The authors note that this approach may be just the right treatment for youths who report feeling more stress than all other age groups. The 2014 annual survey of the American Psychological Association found that teens reported experiencing a greater amount of stress than did any other age group and that their most significant sources of stress included financial insecurity and conflict at home and with peers.

Experiencing high levels of stress has surprisingly significant long-term implications, including everything from physical and psychological health problems, to poor academic performance and an inclination toward harmful lifestyle choices.

For over 30 years, the BHI has been working to prevent these short- and long-term consequences through its Resilient Youth (formerly known as the Education Initiative) program (https://www.bensonhenryinstitute.org/resilient-kids-program-starts-may-27). Program directors Rana Chudnofsky, MEd, and Laura Malloy, LICSW, train educators in a curriculum that teaches the science of stress and relaxation, as well as how to help students use relaxation strategies such as breathing and imagery along with positive psychology techniques such as reframing one’s thoughts.

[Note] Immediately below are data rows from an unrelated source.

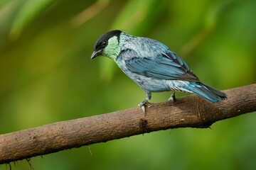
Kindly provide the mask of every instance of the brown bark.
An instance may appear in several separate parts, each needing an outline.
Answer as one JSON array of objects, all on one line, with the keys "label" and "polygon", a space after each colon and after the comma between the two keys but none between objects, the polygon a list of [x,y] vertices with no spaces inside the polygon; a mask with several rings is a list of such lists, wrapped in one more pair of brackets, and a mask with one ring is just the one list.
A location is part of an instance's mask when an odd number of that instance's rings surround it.
[{"label": "brown bark", "polygon": [[0,135],[0,164],[169,128],[208,128],[213,123],[256,110],[256,84],[224,91],[212,103],[196,95]]}]

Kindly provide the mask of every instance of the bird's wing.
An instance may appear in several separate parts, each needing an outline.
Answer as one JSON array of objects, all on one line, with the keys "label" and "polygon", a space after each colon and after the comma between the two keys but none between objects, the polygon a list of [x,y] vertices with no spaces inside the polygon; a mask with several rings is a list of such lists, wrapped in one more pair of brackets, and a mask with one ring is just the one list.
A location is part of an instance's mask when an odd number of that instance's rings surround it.
[{"label": "bird's wing", "polygon": [[199,81],[198,78],[185,62],[175,52],[169,50],[155,57],[141,56],[130,57],[125,60],[127,68],[133,73],[156,79]]}]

In this latest study, 12 teachers at a Boston public charter school received six hours of training in the resiliency curriculum, which they then implemented with students over the course of six to eight weeks, depending on class schedules. Students who received the curriculum, ranging in age from 13 to 19, reported significant reductions in perceived stress and anxiety and a greater ability to manage stress and practice healthy lifestyle behaviors after participating in the program. This was true immediately after they had completed the program as well as a year later, indicating that the program is effective in both the short and long term.

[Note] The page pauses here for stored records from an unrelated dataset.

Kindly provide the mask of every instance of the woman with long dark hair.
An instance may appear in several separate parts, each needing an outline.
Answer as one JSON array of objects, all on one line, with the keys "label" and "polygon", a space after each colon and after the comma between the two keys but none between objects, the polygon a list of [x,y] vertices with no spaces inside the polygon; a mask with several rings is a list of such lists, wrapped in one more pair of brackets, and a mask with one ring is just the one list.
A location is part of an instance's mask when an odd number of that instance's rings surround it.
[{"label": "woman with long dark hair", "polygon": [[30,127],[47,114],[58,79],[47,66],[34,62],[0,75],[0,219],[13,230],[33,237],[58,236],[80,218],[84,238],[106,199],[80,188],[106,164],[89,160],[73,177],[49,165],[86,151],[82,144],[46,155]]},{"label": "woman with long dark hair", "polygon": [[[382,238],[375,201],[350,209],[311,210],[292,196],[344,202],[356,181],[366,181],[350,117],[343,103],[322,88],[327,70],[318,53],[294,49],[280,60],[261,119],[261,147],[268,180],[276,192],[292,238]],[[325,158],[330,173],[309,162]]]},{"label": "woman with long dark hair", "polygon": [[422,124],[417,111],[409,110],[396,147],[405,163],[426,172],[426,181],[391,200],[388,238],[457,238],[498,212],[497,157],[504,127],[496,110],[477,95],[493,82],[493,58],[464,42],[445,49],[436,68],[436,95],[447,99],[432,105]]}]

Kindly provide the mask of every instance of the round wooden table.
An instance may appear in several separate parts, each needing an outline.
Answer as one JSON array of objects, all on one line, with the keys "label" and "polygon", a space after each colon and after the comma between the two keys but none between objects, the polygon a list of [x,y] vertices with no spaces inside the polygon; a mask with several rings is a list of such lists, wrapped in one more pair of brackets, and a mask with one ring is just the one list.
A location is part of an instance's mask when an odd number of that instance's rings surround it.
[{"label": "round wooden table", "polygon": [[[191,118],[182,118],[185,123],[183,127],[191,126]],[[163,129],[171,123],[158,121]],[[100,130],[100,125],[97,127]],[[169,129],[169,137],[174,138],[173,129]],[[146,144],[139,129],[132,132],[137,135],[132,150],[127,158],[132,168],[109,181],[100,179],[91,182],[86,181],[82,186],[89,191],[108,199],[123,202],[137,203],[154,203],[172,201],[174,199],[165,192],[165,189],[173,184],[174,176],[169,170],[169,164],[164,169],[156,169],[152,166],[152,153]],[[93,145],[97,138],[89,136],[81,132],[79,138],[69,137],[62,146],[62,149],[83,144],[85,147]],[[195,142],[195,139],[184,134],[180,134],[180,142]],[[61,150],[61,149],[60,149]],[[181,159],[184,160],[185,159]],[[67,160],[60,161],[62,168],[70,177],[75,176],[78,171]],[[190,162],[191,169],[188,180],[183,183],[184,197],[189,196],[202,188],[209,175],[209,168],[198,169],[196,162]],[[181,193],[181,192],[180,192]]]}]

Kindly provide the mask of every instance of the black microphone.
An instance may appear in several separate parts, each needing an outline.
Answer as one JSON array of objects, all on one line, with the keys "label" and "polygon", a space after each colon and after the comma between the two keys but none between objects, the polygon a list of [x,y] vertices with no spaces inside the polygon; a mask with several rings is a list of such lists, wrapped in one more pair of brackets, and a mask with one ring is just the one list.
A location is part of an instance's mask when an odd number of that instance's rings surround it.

Researchers hope to build on this evidence with future larger studies. The Resilient Youth directors are particularly interested in understanding which aspects of the resiliency curriculum are most effective, for what stressors it is most helpful and how long students will continue to use the skills they learn. ‘It’s important for us to continue to expand our research not only to help us continually refine and improve the program but also to demonstrate to educational and political leadership that this work is worth investing in on a broad scale for the benefit of our children,’ says Marilyn Wilcher, a co-author of the Advances paper and BHI senior program director.